The best way to understand how Datashader works is to try out our extensive set of examples. Datashader.org includes static versions of the getting started guide, user manual, and topic examples, but for the full experience with dynamic updating you will need to install them on a live server. To get started, first go to your home directory and download the current list of everything needed for the examples:
- Download the conda ds environment file and save it as
environment.yml
.
Then run the following commands in your terminal (command) prompt, from wherever you saved environment.yml
:
1. conda env create --file environment.yml
2. source activate ds
3. datashader examples
3. cd datashader-examples
Step 1 will read environment.yml
, create a new Conda environment
named ds
, and install of the libraries needed into that environment
(including datashader itself). It will use Python 3.6 by default, but
you can edit that file to specify a different Python version if you
prefer (which may require changing some of the dependencies in some
cases).
Step 2 will activate the ds
environment, using it for all subsequent
commands. You will need to re-run step 2 after closing your terminal
or rebooting your machine, if you want to use anything in the ds
environment. On Windows, you need to replace source activate ds
with activate ds
.
Step 3 will copy the datashader examples from wherever Conda placed
them into a subdirectory datashader-examples
, and will then download
the sample data required for the examples. (datashader examples
is
a shorthand for datashader copy-examples --path datashader-examples && datashader fetch-data --path datashader-examples
.)
The total download size is currently about 4GB to transfer, requiring
about 10GB on disk when unpacked, which can take some time depending on
the speed of your connection. The files involved are specified in the
text file datasets.yml
in the datashader-examples
directory, and
you are welcome to edit that file or to download the individual files
specified therein manually if you prefer, as long as you put them into
a subdirectory data/
so the examples can find them. Once these
steps have completed, you will be ready to run any of the examples
listed on datashader.org.
Most of the examples are in the form of runnable Jupyter notebooks. Once you have obtained the notebooks and the data they require, you can run them on your own system using Jupyter:
cd datashader-examples
jupyter notebook
If you want the generated notebooks to work without an internet connection or
with an unreliable connection (e.g. if you see Loading BokehJS ...
but never
BokehJS sucessfully loaded
), then restart the Jupyter notebook server using:
BOKEH_RESOURCES=inline jupyter notebook --NotebookApp.iopub_data_rate_limit=100000000
An example interactive dashboard using bokeh server integrated with a datashading pipeline.
To start, launch it with one of the supported datasets specified:
python dashboard/dashboard.py -c dashboard/nyc_taxi.yml
python dashboard/dashboard.py -c dashboard/census.yml
python dashboard/dashboard.py -c dashboard/opensky.yml
python dashboard/dashboard.py -c dashboard/osm.yml
The '.yml' configuration file sets up the dashboard to use one of the
datasets downloaded above.
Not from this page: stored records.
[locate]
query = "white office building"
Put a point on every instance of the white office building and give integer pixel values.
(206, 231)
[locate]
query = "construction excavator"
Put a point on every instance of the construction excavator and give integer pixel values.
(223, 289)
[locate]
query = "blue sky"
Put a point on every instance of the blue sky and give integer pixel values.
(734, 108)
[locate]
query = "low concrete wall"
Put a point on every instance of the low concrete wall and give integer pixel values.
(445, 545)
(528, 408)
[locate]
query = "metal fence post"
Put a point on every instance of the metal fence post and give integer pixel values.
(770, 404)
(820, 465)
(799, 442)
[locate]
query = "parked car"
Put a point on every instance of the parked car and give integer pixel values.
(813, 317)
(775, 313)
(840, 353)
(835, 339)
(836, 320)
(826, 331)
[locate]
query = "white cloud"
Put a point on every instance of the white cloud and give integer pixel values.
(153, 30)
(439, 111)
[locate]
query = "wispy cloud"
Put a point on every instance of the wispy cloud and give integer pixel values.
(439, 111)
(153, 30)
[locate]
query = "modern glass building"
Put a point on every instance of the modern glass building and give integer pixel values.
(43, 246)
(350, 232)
You can write similar configuration files
for working with other datasets of your own, while adding features to
dashboard.py
itself if needed to support them.
For most of these datasets, if you have less than 16GB of RAM on your machine, you will want to add the "-o" option before "-c" to tell it to work out of core instead of loading all data into memory. However, doing so will make interactive use substantially slower than if sufficient memory were available.
To launch multiple dashboards at once, you'll need to add "-p 5001" (etc.) to select a unique port number for the web page to use for communicating with the Bokeh server. Otherwise, be sure to kill the server process before launching another instance.